Price Realized: $ 9,375
?Final Price Realized includes Buyer’s Premium added to Hammer Price
Estimate: $ 10,000 - $ 15,000
GLORIA VANDERBILT
The Doll House.

Acrylic on canvas, 1965. 1016x1524 mm; 40x60 inches. Signed and dated in acrylic, lower right recto, and signed and titled verso.

Provenance: Acquired Hammer Galleries, New York, April 12, 1966, by the current owner, private collection, New York.

Exhibited "Gloria Vanderbilt: Recent Paintings," Hammer Galleries, New York, April 5-16, 1966, number 22 (illustrated).

Published: Gloria Vanderbilt, Woman to Woman Doubleday, Garden City, 1979, page 119.

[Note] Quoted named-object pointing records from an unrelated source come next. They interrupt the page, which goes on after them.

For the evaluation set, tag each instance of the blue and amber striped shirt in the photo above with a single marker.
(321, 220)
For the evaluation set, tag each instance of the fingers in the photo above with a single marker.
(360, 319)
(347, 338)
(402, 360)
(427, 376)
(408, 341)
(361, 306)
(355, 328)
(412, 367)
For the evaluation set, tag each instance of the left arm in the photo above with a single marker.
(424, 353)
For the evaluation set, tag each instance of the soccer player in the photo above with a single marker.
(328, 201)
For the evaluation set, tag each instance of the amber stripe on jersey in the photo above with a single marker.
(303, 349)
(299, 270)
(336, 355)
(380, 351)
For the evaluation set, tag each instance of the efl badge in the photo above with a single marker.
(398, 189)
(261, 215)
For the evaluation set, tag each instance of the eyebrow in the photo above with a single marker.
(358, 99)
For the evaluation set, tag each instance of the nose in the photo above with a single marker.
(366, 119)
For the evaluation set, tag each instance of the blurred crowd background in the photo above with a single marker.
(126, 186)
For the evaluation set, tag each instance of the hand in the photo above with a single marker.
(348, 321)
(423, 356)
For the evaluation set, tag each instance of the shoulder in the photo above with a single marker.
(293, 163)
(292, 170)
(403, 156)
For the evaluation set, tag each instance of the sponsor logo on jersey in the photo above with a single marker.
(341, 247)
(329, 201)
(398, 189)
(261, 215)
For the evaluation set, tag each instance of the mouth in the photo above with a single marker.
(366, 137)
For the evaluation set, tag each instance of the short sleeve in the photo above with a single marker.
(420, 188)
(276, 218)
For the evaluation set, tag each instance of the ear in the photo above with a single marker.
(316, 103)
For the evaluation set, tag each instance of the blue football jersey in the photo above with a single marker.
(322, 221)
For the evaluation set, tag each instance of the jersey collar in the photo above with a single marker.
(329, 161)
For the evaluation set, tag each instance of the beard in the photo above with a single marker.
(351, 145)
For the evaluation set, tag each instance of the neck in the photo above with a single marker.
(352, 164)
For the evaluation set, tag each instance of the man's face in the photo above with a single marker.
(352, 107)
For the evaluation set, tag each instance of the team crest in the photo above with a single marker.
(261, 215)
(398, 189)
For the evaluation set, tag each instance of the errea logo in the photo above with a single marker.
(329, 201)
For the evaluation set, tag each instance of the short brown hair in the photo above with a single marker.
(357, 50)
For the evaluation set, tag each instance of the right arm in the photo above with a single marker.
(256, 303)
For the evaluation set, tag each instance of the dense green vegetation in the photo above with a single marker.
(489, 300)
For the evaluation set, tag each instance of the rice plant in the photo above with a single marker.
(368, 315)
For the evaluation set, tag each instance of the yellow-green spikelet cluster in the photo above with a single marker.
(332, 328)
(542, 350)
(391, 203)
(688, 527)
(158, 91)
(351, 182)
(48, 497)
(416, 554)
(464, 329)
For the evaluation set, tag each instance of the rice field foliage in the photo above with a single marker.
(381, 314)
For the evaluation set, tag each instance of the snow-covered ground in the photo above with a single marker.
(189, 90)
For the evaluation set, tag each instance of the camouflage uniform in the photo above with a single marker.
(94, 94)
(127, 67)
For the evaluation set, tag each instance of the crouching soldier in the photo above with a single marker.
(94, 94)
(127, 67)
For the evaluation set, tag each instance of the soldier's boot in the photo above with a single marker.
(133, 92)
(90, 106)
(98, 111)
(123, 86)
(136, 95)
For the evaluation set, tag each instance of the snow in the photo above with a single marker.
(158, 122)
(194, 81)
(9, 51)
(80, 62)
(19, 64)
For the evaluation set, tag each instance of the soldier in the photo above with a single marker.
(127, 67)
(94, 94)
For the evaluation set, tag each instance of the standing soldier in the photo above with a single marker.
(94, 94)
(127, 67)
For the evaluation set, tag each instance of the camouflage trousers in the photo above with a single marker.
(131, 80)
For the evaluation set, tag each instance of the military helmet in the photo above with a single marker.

Vanderbilt (1924-2019), who was a self-taught artist, had her first solo exhibition at the Bertha Shaeffer Gallery, New York, in 1953. Of her work and of its connections with her fraught childhood, Vanderbilt said "I see things with a child's spontaneity . . . I'm now creating a joy that I never had in childhood, in recapturing something that never really happened." In her 1979 autobiography, Woman to Woman, Vanderbilt wrote about her attraction to doll houses. She fantasized about creating her own dollhouse, inspired by Carrie Stettheimer, whose doll house is in the collection of the Museum of the City of New York. The current work seemed to be particularly meaningful to Vanderbilt. More than a decade after she had painted The Doll House, and it had been shown alongside more than 60 of her acrylics, Vanderbilt remembered its significance, "Inside the house is a mother holding a baby and standing beside them, the father wearing a Lincoln top hat. The house belongs to the children. Their parents and the baby are exactly where the children want them."